Railway in Lac-Megantic crash that killed 47 sold in closed-door auction

PORTLAND, Maine – The Maine-based railway that went bankrupt after a fiery oil train derailment killed 47 people last summer in Lac-Megantic, Que., was sold at auction Tuesday to a subsidiary of a New York City-based investment management company.

Railroad Acquisitions LLC, a subsidiary of Fortress Investment Group, won the closed-door bidding for Montreal, Maine and Atlantic Railway, according to one of the losing bidders.

Details will be disclosed when the outcome is formally announced during court proceedings later this week in Maine and in Canada.

The Fortress subsidiary had submitted a so-called “stalking horse” bid of $14.25 million.
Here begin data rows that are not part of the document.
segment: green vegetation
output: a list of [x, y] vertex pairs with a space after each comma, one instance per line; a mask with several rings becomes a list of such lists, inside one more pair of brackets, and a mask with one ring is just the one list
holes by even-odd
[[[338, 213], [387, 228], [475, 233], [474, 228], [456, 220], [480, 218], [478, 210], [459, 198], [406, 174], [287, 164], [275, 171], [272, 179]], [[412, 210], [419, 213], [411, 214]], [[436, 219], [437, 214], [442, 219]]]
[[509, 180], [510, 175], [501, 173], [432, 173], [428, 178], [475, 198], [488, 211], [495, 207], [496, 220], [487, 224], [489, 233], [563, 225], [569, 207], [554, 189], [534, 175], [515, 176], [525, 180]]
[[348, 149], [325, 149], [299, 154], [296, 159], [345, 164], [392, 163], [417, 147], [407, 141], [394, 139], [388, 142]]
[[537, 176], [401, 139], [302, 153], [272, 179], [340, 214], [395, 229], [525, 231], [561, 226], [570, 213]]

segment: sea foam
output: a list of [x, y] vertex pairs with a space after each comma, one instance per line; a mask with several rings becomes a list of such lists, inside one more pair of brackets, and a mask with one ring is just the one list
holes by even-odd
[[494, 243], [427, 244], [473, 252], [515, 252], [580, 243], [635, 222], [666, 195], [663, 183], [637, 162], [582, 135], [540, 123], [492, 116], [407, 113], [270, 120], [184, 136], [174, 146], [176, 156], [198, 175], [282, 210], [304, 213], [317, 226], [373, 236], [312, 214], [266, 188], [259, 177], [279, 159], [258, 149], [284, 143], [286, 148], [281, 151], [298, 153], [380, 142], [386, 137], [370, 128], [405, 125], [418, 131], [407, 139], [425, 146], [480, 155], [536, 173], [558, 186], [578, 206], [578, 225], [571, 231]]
A Fortress spokesman didn’t immediately return a call.

More than a dozen companies expressed interest in the bankrupt company, which owns about 800 kilometres of track in Maine, Vermont and in Canada, although it is unknown how many submitted bids.

One bidder, Eastern Maine Railway, a subsidiary of Canadian-based J.D. Irving, said it partnered with Springfield Terminal Railway Company to bid for the Maine portions of the track.

“In the end, the trustee went forward with a single buyer of the entire MMA railway line (Maine, Quebec and Vermont track), Wayne Power, vice-president of Irving’s transportation and logistics division, said in a statement.

“We look forward to working with Fortress Investment Group of New York as they assume operation of the MMA railway.”

Chapter 11 trustee Robert Keach declined comment on the proceedings on Tuesday but said previously that the goal was to recoup losses for creditors while keeping the entire rail line in operation.

In the July derailment, an unmanned MNA train with 72 oil tankers began rolling after it was left unattended by the solo crew member.

The train picked up speed and derailed in downtown Lac-Megantic, causing an explosion and fire that destroyed about 30 buildings in the community some 15 kilometres north of the Maine border.

Proceeds from the company’s sale would be used to repay creditors and victims, supplementing $25 million in insurance payouts available for wrongful death, personal injury, property damage, fire suppression and environmental impact.

Critics say the cleanup alone will exceed $25 million.

Chop Hardenbergh, editor of Atlantic Northeast Rails & Ports, a Maine-based industry newsletter, said he waited outside the law offices where the auction was held, and learned that the auction took only 40 minutes.

Fortress has a reputation for turning around distressed companies, he said.